En Occidente, antiguamente concebíamos el poder de manera semejante a la de los actuales fundamentalismos islámicos, por el escaso desarrollo de la ciencia y la intromisión de la religión en la política. Se suponía que los reyes eran sabios por naturaleza, no necesitaban estudios ni asesores, eran instrumentos de gobierno de Dios, y eso era suficiente. En la lucha por el poder actuaban seres extraordinarios, como el apóstol Santiago, que apareció en 930 en la batalla de Clavijo, en 1519 en la batalla de Cintla y en 1520 en el Templo Mayor, montando siempre un caballo blanco y blandiendo una espada para degollar a los enemigos. Por eso se lo venera todavía como Santiago Matamoros en España y se lo veneró un tiempo como Santiago Mataindios, aunque la advocación quedó en desuso. Hoy se enfrentan simples mortales.
La cultura democrática latinoamericana es débil, se presta para que surjan mesianismos y dinastías. A nuestros políticos y analistas arcaicos les gustan los líderes iluminados, que no dependen de las encuestas, que lo saben todo, que “hacen lo que deben hacer”, que son grandes oradores, no usan teleprompter, ni revisan estadísticas. Creen que el verdadero estadista no necesita informes de los sociólogos, psicólogos y economistas para comprender problemas como la pobreza. El político sabio se concentra, decide con su intuición cuál es la verdad, y ordena a sus áulicos que publiquen las estadísticas que imaginó. Cuando su dimensión es superior, habla con pajaritos de plástico, como el inmaduro Maduro, o con insectos y zombies, como Papa Doc Duvalier.
En Estados Unidos los presidentes y políticos importantes trabajan siempre con escritores de discursos. No conozco ningún líder latino capaz de contratar a un especialista para que le escriba un discurso. Todos son mucho más sabios que los norteamericanos.
El endiosamiento de los caudillos los llevó a proponer reelecciones indefinidas: eran tan excepcionales que necesitaban quedarse en el poder para siempre. En México Porfirio Díaz fue reelegido por 27 años seguidos, se desató la revolución mexicana y se prohibió toda reelección. Cuando Alvaro Obregón intentó alterar esa norma buscando un nuevo mandato, al terminar el período de Calles, fue asesinado por un cristero que le asestó cinco tiros. La autopsia encontró diez impactos más de varios calibres, que seguramente vinieron de fuego amigo. Desde entonces nadie volvió a hablar de reelecciones en México.
En Centroamérica las reelecciones y las dinastías familiares fueron frecuentes. Rafael Trujillo gobernó Dominicana 31 años, Joaquín Balaguer se reeligió muchas veces, los Somoza gobernaron 53 años, los Castro 56. No se prohibió la elección de parientes íntimos de los mandatarios, pero fue una norma no escrita que se respetó en todo lado.

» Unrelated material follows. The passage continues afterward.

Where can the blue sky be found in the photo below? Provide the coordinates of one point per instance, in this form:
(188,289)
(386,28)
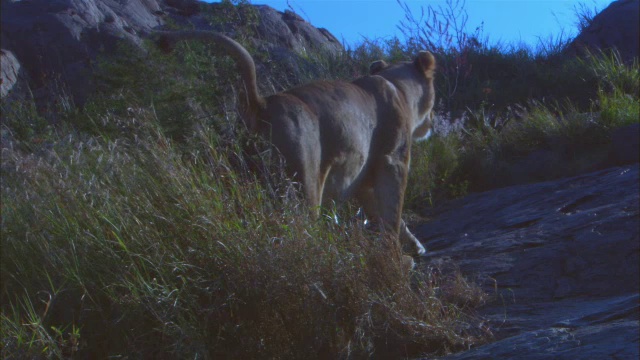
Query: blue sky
(506,21)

En los últimos años las reelecciones indefinidas reaparecieron impulsadas por los autoritarismos tropicales. Los militares venezolanos y nicaragüenses se mantienen en el poder con reelecciones controladas, en Perú y Ecuador, Morales y Correa intentan perpetuarse.
En Argentina, desde el primer peronismo fue usual la política en pareja. Perón-Perón fue una fórmula que llevó al poder a Isabel Martínez; Néstor Kirchner casi logra la continuidad indefinida con la fórmula “pingüina y pingüino”, alternándose en el poder son su señora, burlando cualquier disposición constitucional que promueva la alternabilidad. Hay políticos que se entusiasman con la idea y desde su postulación preparan el juego de “conejo y coneja”, “gatito y gatita” o cualquier otra dupla, para quedarse con el sillón de Rivadavia en la sala de su casa. Con tantas vivezas latinas sería sano prohibir la reelección indefinida del presidente, y también que sus parientes y afines íntimos puedan ser candidatos a reemplazarlo. Sólo así podremos garantizar la alternabilidad, pilar fundamental de la democracia.
*Profesor de la GWU, miembro del Club Político Argentino.